A sueca Catarina Kinnvall, diretora da revista internacional de Psicologia Política, compara, em entrevista ao Observador, as mensagens da extrema-direita com as dos líderes islâmicos radicais.

Catarina Kinnvall, diretora da revista internacional Political Psycology, diz que “a linguagem populista tem de ser emocional”, porque as emoções mexem com as pessoas. Esta investigadora sueca, professora na Universidade de Lund, que esteve em fevereiro em Portugal numa conferência sobre psicologia política — organizada pela Universidade Aberta e pela Universidade de Lisboa –, afirma ao Observador que os media tiveram responsabilidades no resultado do Brexit por não darem voz suficiente a especialistas.

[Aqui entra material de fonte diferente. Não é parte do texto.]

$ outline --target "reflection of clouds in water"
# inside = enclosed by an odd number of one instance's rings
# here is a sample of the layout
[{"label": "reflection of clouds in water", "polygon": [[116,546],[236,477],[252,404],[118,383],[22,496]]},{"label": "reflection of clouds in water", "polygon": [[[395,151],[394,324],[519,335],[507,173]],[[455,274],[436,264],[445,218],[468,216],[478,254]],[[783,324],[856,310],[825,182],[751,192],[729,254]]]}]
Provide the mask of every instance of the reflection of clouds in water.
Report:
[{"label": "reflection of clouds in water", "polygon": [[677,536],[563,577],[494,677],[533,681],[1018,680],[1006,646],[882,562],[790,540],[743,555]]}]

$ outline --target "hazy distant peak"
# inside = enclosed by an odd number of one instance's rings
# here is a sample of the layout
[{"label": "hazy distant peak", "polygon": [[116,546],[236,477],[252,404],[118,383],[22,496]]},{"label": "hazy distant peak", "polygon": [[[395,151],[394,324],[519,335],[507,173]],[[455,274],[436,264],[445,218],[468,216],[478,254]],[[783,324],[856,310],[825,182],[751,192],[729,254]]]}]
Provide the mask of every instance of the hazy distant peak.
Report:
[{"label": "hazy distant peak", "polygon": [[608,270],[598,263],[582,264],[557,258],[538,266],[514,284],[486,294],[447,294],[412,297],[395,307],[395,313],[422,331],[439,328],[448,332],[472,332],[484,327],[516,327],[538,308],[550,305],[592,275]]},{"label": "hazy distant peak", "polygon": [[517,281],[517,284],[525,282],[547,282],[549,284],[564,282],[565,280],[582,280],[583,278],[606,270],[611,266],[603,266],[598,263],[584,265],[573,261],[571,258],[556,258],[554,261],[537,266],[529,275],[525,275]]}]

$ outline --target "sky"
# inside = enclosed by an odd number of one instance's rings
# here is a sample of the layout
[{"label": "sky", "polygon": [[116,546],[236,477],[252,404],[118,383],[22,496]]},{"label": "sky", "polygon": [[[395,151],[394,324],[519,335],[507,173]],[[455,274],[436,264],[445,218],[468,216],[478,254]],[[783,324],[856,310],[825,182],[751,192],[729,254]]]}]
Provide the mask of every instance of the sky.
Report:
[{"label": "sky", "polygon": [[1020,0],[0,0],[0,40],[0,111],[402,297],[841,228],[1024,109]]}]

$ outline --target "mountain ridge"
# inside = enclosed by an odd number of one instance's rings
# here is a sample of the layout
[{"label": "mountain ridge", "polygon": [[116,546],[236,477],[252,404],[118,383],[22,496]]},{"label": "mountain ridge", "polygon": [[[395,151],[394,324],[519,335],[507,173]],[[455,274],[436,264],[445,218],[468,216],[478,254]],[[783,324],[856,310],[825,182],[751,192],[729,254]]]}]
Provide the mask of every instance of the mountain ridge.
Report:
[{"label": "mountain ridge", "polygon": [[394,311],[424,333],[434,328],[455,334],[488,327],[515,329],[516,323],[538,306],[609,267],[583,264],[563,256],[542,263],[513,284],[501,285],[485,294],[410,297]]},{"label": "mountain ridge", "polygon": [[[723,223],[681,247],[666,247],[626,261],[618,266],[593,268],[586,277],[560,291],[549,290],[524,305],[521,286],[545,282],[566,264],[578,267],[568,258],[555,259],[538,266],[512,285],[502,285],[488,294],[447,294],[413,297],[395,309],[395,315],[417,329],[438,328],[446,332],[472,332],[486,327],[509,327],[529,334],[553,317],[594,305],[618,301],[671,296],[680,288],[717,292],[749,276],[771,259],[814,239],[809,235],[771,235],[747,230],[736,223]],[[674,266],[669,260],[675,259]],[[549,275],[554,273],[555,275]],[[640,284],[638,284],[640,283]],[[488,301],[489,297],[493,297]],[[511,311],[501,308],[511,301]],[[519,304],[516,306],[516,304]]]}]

Co-autora do livro “A Psicologia Política da Globalização: os muçulmanos no Ocidente” (The Political Psychology of Globalization: Muslims in the West), Catarina Kinnvall admite que o racismo tenha aumentado na Europa a reboque do terrorismo, e conclui que a forma como são radicalizados os jovens islâmicos é através de uma retórica semelhante à da extrema-direita.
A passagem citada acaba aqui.